With modular building, construction is done offsite and then assembled onsite.
The results: This method can shorten development timelines and extend the construction season, which is beneficial in areas with colder winters — like Chicago. It can also provide year-round employment for construction workers.
The Connecting Capital and Community (3C) program, supported by JPMorganChase, has formed an alliance of homebuilders using traditional and modular construction to organize over 60 lots under site control and build six new affordable homes so far, with 30 more pending approval.

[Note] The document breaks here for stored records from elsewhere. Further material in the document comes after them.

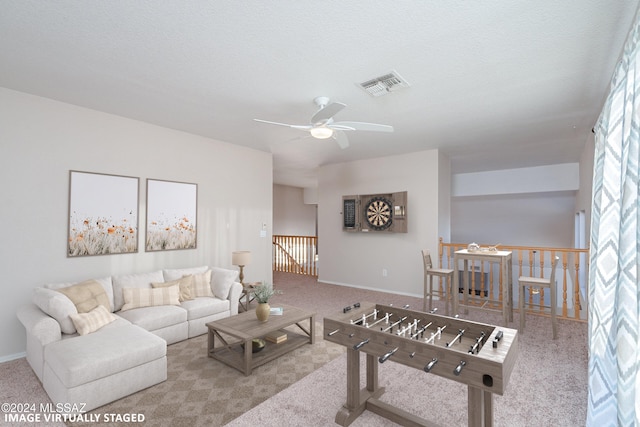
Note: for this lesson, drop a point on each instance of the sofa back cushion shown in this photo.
(178, 273)
(86, 296)
(141, 280)
(221, 281)
(201, 285)
(185, 285)
(95, 319)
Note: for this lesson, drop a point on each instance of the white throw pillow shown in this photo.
(140, 280)
(89, 322)
(58, 306)
(148, 297)
(185, 284)
(222, 280)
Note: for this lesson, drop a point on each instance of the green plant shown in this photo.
(264, 291)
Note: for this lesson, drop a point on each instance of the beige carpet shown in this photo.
(548, 386)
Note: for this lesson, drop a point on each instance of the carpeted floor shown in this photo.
(548, 385)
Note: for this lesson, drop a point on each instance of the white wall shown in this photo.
(533, 219)
(43, 139)
(539, 179)
(291, 216)
(357, 259)
(527, 206)
(584, 197)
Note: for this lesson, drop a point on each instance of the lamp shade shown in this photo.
(241, 258)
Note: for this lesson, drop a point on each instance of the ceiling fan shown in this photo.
(322, 125)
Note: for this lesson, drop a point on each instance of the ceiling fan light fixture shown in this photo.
(321, 132)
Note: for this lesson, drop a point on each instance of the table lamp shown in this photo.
(241, 259)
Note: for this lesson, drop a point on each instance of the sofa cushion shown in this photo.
(86, 323)
(105, 282)
(201, 286)
(221, 281)
(177, 273)
(141, 280)
(204, 306)
(82, 359)
(141, 297)
(86, 296)
(57, 306)
(158, 317)
(184, 285)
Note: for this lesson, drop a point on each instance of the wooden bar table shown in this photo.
(503, 258)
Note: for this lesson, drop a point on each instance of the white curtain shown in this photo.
(614, 293)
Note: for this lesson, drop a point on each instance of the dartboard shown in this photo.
(378, 212)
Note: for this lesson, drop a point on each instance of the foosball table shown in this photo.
(479, 355)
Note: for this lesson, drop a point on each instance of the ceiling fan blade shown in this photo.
(303, 127)
(341, 139)
(372, 127)
(327, 112)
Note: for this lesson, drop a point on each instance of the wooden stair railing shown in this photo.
(295, 254)
(531, 261)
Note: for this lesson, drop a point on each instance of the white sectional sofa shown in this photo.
(87, 354)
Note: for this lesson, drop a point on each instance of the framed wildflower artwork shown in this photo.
(103, 214)
(171, 215)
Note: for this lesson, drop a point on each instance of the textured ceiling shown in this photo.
(494, 84)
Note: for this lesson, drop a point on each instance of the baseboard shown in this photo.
(408, 294)
(11, 357)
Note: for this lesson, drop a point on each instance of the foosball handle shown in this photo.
(458, 369)
(360, 344)
(429, 366)
(386, 356)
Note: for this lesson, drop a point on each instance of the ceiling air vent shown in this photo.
(384, 84)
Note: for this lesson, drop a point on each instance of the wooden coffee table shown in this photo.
(237, 331)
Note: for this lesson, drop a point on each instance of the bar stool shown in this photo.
(538, 282)
(443, 273)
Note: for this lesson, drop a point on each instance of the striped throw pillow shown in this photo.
(149, 297)
(86, 323)
(184, 284)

🏠 Strategy 4: Strengthen local financing and development capacity for production and preservation
Because of the capital-intensive nature of housing development, it's often economically inefficient for a developer to build new or rehabilitate housing at rent or purchase prices affordable for low- and moderate-income households.
Nonprofit and other mission-driven organizations are an essential part of the housing supply ecosystem because they can effectively assemble public and private sources of capital at scale.
These organizations rely on a mix of philanthropic investment, public funding and private capital. That means coordinated efforts across the public, private and civic sectors — and aligned financing solutions — are fundamental to constructing affordable housing at scale.
An example: The Preservation Compact within the Community Investment Corporation, a local community development financial intuition (CDFI), has coordinated and co-designed strategies across government, non-profit, real estate, philanthropic and finance to preserve government subsidized housing and NOAH properties.
Since its inception in 2008, the coalition has preserved the ongoing affordability of 7,000 rental units; raised, supported and helped develop a $48 million loan program and $5 million Chicago CDFI collaborative to redevelop 1,500 units; and more.
The takeaway: JPMorganChase is committed to powering local economies, and affordable and resilient housing markets for low- and moderate-income families in Chicago and cities across the U.S. are essential to drive economic growth and opportunity.